[ Jocelyn Paine's Home Page | Free software | Publications | Algebraic Web specification | Report on Visit to University of Minho, May 2000 ]
-- web2.mod
-- We start with basic definitions for Web pages, URLs
-- and so forth.
module* PAGES
{
-- This module introduces the sort Page, denoting
-- the space of complete Web pages.
-- Other modules will define functions mapping
-- between Page and URLs, filenames, and content.
--
-- We shall probably only use terms of sort Page to
-- represent pages resident on our own server. We
-- can certainly use CafeOBJ to specify the behaviour
-- of pages on any server, but we can only have
-- control over our own (except perhaps via the
-- use of PUT or other methods for writing to remote
-- servers). So when using these modules
-- as components of the algebraic web site generator,
-- it's probably not useful to name pages elsewhere.
[ Page ]
}
module* CONTENT
{
-- This module introduces the notion of a mapping from
-- pages to their contents. We assume that every page's
-- content can be represented as a string. In
-- most cases, this will be HTML.
protecting( STRING )
protecting( PAGES )
op content : Page -> String
}
module* CONTENT'
{
-- This is an alternative version of CONTENT.
-- Though most pages contain HTML, not all do.
-- Each page has a so-called content type or
-- MIME type. A browser will either infer this
-- from the extension in the page's URL (e.g.
-- ".htm" and ".html" indicate HTML; ".gif" indicates
-- the GIF graphical format), or from a
-- 'Content-type' header sent back by the server
-- (e.g. the header "Content-type: text/html"
-- indicates HTML; the header "Content-type: image/gif"
-- indicates GIF). The browser uses the content
-- type to decide how to interpret and display
-- the page's content. E.g. a browser will
-- render the content "<H1>Header</H1>" as a bold
-- heading in some big font if the content type
-- is HTML; but if the content type is "text/plain",
-- the browser will display the HTML H1 tags verbatim
-- rather than interpreting them, and will probably use a
-- monospaced font such as Courier throughout.
--
-- Below, I've defined sort ContentType, and some
-- constants. Other modules might want to add other
-- constants to the sort. Does the web site generator
-- need ContentType? Probably, it's too early to say.
-- Instead of saying that the function 'content' maps
-- all pages to strings, should we define subsorts
-- of String for different content, as I've done below?
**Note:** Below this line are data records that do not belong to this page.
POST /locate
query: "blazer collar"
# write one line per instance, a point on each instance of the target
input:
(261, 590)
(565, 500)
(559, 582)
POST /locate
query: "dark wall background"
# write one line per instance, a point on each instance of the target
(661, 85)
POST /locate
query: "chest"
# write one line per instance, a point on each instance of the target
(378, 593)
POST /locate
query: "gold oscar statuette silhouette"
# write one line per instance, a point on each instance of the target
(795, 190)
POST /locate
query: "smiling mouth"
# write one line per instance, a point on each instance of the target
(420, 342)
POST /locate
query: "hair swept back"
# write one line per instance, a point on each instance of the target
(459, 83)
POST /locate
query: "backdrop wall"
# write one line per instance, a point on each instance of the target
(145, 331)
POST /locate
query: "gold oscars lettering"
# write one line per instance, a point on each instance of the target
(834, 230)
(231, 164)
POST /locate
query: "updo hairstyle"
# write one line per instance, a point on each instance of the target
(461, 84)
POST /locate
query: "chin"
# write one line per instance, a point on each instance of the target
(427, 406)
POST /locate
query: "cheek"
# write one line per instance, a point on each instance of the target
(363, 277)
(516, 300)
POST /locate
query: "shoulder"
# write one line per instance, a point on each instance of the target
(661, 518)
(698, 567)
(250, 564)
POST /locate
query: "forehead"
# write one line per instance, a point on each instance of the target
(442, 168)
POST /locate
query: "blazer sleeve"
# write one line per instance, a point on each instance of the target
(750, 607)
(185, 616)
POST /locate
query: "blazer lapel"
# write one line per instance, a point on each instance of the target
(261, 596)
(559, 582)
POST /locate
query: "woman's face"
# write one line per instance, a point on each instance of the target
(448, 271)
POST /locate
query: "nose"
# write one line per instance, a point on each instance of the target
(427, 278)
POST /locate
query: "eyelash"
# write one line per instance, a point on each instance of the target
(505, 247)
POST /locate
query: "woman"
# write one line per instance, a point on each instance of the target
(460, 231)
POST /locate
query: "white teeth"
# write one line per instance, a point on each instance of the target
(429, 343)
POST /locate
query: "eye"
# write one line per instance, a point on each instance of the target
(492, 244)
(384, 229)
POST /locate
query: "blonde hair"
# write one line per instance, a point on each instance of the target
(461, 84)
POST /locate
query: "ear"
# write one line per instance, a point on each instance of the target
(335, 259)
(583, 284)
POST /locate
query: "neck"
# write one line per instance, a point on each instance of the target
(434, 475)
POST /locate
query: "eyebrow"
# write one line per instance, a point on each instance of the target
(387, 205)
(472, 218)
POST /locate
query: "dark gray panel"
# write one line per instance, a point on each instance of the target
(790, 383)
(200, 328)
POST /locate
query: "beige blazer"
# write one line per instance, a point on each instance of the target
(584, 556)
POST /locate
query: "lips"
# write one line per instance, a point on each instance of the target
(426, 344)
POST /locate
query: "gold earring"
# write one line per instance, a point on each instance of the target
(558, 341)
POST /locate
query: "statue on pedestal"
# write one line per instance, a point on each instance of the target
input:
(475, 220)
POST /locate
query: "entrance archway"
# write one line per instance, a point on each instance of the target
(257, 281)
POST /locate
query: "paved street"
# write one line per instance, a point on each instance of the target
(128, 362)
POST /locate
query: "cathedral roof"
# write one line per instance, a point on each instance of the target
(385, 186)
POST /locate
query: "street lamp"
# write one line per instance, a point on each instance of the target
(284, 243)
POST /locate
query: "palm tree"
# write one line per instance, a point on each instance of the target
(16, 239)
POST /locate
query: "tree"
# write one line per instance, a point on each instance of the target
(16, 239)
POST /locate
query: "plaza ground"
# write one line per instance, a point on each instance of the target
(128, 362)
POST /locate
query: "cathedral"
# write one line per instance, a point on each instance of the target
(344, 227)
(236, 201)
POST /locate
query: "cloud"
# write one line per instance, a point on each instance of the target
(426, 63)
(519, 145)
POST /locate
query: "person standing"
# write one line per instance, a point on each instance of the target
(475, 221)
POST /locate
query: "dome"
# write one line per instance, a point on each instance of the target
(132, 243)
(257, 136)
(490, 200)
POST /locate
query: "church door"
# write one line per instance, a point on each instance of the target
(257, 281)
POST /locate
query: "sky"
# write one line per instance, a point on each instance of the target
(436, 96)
-- If so, how do we specify that, e.g. 'content'
-- will only map a page to an HTML if the page's
-- conteot-type is text/html?
protecting( STRING )
protecting( PAGES )
[ ContentType ]
[ Content < String ]
[ GIF < Content ]
[ HTML < Content ]
[ Text < Content ]
ops image/gif text/html text/plain : -> ContentType
op content-type : Page -> ContentType
op content : Page -> String
}
module* URLS
{
-- This module introduces the space of URLs.
-- For the moment, we ignore the internal structure
-- of these (e.g. the way they're divided by "/"
-- separators) and just represent them as strings.
-- In future, we might want not to ignore the
-- structure: perhaps represent each URL as a list of
-- elements, and have a function that converts
-- the list
-- [ e1 e2 ... e_n ]
-- to the string
-- e1 ++ "/" ++ e2 ++ "/" ++ ... ++ e_n.
--
-- We might also want to introduce functions
-- that normalise URLs (e.g. converting
-- "http://site/dir1//dir2" to "http://site/dir1/dir2")
-- and that test whether two URLs name the same page
-- (do this by comparing normalised forms, perhaps).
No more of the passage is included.